Il n’est pas dans les habitudes de Droit-medical.com de relayer les discours syndicaux, mais le sondage informel réalisé par le syndicat national des professionnels infirmiers (SNPI), à l’aide d’une lettre d’information adressée à plus de 12 000 d’entre eux, mérite que l’on s’y intéresse. Plus de 2 000 infirmiers ont répondu. Sans que cette population puisse être représentative de l’ensemble de la profession, il est intéressant de noter que 63 % de ceux qui se sont exprimés ont choisi le refus de la vaccination contre la grippe A(H1N1). Seuls 26 % « vont se faire vacciner », sachant que les infirmiers, selon le ministère de la santé, ne sont que 29 % à se faire immuniser contre la grippe saisonnière.
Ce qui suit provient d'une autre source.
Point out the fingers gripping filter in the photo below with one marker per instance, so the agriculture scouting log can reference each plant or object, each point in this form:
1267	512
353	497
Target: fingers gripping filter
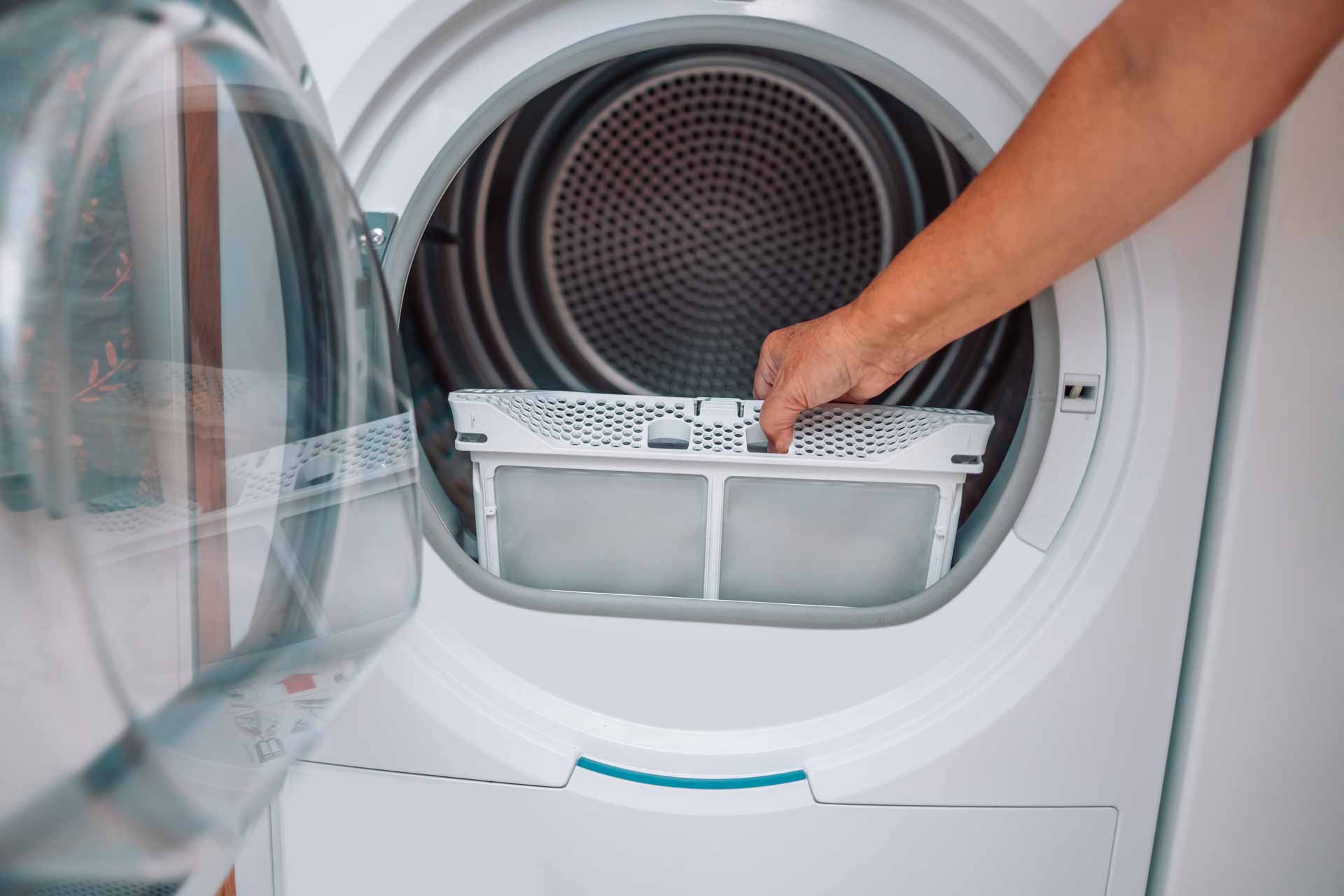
676	498
702	204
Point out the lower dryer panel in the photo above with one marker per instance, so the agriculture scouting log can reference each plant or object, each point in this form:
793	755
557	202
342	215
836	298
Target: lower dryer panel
351	830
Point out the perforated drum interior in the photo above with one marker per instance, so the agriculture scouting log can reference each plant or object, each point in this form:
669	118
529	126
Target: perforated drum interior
706	202
641	226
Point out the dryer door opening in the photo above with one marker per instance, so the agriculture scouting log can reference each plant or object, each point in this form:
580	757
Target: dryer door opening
641	226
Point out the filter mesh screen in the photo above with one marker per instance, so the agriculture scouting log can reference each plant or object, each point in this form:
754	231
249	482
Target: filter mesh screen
702	206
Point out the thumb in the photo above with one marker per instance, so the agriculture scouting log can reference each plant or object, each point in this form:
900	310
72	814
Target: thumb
778	413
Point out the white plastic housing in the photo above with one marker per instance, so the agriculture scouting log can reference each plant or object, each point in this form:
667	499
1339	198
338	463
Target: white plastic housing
678	498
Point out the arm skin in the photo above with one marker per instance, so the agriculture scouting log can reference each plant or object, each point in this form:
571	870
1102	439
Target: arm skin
1147	105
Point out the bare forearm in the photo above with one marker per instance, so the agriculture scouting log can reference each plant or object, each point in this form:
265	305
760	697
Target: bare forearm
1142	109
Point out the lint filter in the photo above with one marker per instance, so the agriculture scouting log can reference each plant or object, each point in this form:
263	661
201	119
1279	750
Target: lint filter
678	498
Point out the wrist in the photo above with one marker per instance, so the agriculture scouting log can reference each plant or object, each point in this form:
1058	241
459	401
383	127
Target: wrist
895	324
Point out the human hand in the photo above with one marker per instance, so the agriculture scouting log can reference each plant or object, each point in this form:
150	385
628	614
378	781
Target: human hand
838	358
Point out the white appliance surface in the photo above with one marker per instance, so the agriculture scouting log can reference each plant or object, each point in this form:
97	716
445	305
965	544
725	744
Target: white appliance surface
1016	736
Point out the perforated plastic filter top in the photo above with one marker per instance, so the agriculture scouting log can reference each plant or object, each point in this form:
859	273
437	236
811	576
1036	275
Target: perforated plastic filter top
704	204
667	496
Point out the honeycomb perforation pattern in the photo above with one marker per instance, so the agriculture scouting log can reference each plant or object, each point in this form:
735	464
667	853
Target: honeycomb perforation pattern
702	209
866	431
620	422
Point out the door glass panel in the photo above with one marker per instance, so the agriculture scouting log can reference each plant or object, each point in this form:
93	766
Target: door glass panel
209	514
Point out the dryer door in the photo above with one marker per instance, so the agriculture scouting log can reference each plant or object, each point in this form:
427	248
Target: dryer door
207	476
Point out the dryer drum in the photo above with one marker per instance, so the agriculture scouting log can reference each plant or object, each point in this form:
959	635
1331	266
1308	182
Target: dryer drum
643	226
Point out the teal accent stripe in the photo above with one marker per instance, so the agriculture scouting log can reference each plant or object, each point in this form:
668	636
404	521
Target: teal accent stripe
692	783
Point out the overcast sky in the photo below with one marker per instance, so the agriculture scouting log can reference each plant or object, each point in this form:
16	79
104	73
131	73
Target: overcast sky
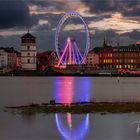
118	20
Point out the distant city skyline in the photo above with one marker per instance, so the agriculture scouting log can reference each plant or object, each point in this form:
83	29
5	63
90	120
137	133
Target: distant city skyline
118	20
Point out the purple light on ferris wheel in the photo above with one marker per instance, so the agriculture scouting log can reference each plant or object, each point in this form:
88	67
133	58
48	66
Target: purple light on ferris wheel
71	53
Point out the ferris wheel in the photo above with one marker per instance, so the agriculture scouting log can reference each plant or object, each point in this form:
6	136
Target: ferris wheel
70	51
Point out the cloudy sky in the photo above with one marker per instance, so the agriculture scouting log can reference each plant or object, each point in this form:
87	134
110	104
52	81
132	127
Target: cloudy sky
118	20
Le SNPI rappelle les résultats de deux autres sondages. L’un, réalisé par le journal international de médecine (JIM), montre que 61 % des médecins interrogés ont répondu qu’ils étaient contre une vaccination systématique des sujets de 6 mois à 24 ans contre la grippe A(H1N1) ; l’autre, effectué par un magazine infirmier anglais Nursing Times, établit que seuls 37 % des infirmiers du National Health Service (NHS) souhaitent se faire vacciner contre cette même maladie.
Le gouvernement s’en tient pour l’instant à la circulaire du 21 août 2009 « Planification logistique d’une campagne logistique contre le nouveau virus A(H1N1) ». Il est prévu que « toute équipe de vaccination devra s’auto-vacciner lors de la première vacation » et considère que les autres professionnels de santé font partie des populations à vacciner en priorité. Seuls les infirmiers diplômés d’État hospitaliers et les praticiens hospitaliers ne pourront pas être contraints de participer aux vacations. « Les professionnels de santé mobilisés pour la campagne de vaccination le seront, au plan juridique, sous le régime de la réquisition par arrêté préfectoral motivé. Dans le cadre des plans blancs élargis, ces réquisitions se fondent sur l’article L 3131-8 du code de la santé publique. La réquisition permettra d’apporter aux professionnels concernés une couverture juridique renforcée. »
La question de la vaccination obligatoire des professionnels de santé reste donc plus que jamais au coeur de la future campagne d’immunisation.